Update the Third: Atal (along with Rushil) has found an even more effective version of the limit. Suppose we define $$3(x) = \int_0^1 f(t)^x \,dt.$$ Then from the above fact that $$f(t)^x \leq g(t)^x$$ and $$\int_0^1 g(t)^x \,dt = \frac{1}{x+1}$$, we can see that $$x3(x) \leq \frac{x}{x+1}$$; similarly, we can show that $$g(t)^2 \leq f(t)$$ (and so $$g(t)^{2x} \leq f(t)^x$$), which is equivalent to showing $$\left((n+1)(1-nt)\right)^2 \leq \frac{1}{t}-n \qquad \text{ for } t \in \left[ \frac{1}{n+1}, \frac{1}{n} \right], \qquad \text{ for any } n \in \mathbb{N}.$$ This essentially comes down to showing that $$- \left((n+1)n\right)^2\left(x-\frac{1}{n}\right)\left(x-\frac{1}{n+1}\right)\left(x-\frac{1}{n(n+1)}\right) \geq 0 \qquad \text{ on } x \in \left[ \frac{1}{n+1}, \frac{1}{n} \right],$$ which is clear. By some wacky monotonicity considerations it should be possible to show that $$\alpha = \lim_{x\to\infty} x3(x)$$ exists, and the above bounds tell us that $$\frac{x}{2x+1} \leq x 3(x) \leq \frac{x}{x+1}, \qquad \text{ so } \frac{1}{2} \leq \alpha \leq 1.$$ But this doesn't tell us what $$\alpha$$ is. However, a more succinct approach does: Note that $$3(x) = \int_0^1 \left\{ \frac{1}{t} \right\}^x \,dt = \int_1^\infty \frac{\{u\}^x}{u^2} \,du,$$ by applying $$u = \frac{1}{t}$$. Then we see that $$\int_1^\infty \frac{\{u\}^x}{u^2} \,du = \sum_{n=1}^\infty \int_n^{n+1} \frac{\{u\}^x}{u^2} \,du = \sum_{n=1}^\infty \int_n^{n+1} \frac{(u-n)^x}{u^2} \,du \geq \sum_{n=1}^\infty \frac{1}{(n+1)^2} \int_n^{n+1} (u-n)^x \,du = \frac{1}{x+1} \sum_{n=1}^\infty \frac{1}{(n+1)^2} = \frac{\zeta(2)-1}{x+1}.$$ (This method is due to Rushil Raghavan. Thanks Rushil! He also showed that $$\alpha \leq \frac{\pi^2}{6}$$ by using $$\frac{1}{u^2} \leq \frac{1}{n^2}$$ in the same way).

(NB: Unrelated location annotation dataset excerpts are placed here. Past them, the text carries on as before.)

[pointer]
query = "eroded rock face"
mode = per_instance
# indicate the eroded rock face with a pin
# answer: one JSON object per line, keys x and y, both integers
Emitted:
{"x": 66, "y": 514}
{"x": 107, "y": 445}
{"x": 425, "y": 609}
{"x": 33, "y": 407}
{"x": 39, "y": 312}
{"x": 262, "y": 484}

For the upper bound, we use the fact that $$\frac{(u-n)^x}{u^2} \leq \frac{(u-n)^{x-1}}{(n+1)^2} \qquad \text{ for } n \leq u \leq n+1,$$ which is clear since for $$n \leq u \leq n+1$$, we have $$0 \leq (u-(n+1))(u-n(n+1)) = u^2 - u(n+1)^2 + n(n+1)^2.$$ Then $$\sum_{n=1}^\infty \int_n^{n+1} \frac{(u-n)^x}{u^2} \,du \leq \sum_{n=1}^\infty \frac{1}{(n+1)^2} \int_n^{n+1} (u-n)^{x-1} \,du = \frac{\zeta(2) - 1}{x}.$$ So $$\alpha = \zeta(2) - 1$$. Well, this should also tell us that the giant sum above is $$\sum_{n=0}^{k-2} (-1)^n \left( \frac{B_{n+1} H_n}{n+1} - \zeta'(-n) \right) k \binom{k-1}{n} = \gamma + \frac{\pi^2}{6k} + O\left( \frac{1}{k^2} \right).$$ Can we see a pattern emerging?